Follow Doctor’s Instructions. Perhaps the single most critical thing a client can do to maximize the value of their personal injury claim is to follow their treating medical provider’s instructions to the letter. In addition to the obvious medical benefits, following medical instructions closely makes it much easier to prove that medical care is causally related to the underlying negligent act by the Defendant. Insurance adjusters love to seize upon any undocumented “gaps in treatment” to refute causation and lessen the value of a claim. For this reason, it is absolutely critical that clients make all medical appointments possible, and, when missed appointments are necessary, ensure that they provide their doctors with sufficient information to permit them to document the reason for any treatment gap.

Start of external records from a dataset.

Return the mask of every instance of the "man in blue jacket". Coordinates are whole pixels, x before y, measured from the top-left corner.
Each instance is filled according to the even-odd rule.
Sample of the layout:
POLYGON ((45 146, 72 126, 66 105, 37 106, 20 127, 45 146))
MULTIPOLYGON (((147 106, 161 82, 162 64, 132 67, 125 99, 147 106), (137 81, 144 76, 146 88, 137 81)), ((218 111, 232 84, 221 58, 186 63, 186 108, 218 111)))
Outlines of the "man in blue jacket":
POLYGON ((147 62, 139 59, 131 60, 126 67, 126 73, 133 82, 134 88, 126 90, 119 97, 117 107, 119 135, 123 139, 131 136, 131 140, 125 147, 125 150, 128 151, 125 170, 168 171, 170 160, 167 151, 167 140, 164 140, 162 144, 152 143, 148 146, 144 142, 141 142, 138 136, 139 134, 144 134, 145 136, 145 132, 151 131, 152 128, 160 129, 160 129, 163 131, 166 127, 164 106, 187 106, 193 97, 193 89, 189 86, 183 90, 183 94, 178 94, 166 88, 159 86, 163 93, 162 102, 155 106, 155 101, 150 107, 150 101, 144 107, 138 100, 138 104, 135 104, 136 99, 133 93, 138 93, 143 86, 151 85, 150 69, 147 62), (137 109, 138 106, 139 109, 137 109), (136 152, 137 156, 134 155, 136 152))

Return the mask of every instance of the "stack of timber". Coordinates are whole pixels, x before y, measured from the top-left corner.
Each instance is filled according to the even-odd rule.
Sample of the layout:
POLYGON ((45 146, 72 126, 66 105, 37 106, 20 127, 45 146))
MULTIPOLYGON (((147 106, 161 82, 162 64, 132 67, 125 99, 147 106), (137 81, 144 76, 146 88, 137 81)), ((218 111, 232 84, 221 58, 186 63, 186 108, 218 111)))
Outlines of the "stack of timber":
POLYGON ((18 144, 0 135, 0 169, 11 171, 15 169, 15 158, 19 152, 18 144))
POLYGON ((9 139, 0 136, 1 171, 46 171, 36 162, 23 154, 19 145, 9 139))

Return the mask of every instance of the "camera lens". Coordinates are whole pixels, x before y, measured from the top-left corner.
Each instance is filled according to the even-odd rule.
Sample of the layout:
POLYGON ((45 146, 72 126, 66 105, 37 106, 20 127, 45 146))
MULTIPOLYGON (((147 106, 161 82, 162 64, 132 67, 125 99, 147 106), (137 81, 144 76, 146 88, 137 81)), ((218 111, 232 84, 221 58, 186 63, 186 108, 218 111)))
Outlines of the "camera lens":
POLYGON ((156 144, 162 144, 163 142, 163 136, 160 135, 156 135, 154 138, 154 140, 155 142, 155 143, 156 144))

Take Photographs. There is simply no substitute for the evidentiary value of a timely photograph. For this reason, it is absolutely critical that a personal injury claimant take photographs to document their claims whenever possible. Relevant photographs include photos of an accident scene, photographs depicting injuries, as well as photographs depicting any property damage (this particularly relevant in motor vehicle accident cases). Keep in mind that a trial might occur 18-24 months from the date of injury – consequently, many injuries (including bruising, lacerations, and other temporary disfigurements) will have resolved prior to trial. Therefore, timely photographs often become the sole means to prove the existence of substantial, but no longer visible, injuries.
Document Lost Earnings. Lost earnings that are caused by negligent conduct is compensable in your personal injury claim. However, many insurance adjusters and juries will be quite skeptical of lost earnings claims unless they are exhaustively documented. For this reason, it is vital that clients maintain and provide all relevant documentation of their earnings (pay stubs, tax forms, etc.) and make sure their treating medical providers are aware of any lost earnings so that they document the time missed from work and, ideally, provide documentation that the lost earnings are causally related to the underling injuries.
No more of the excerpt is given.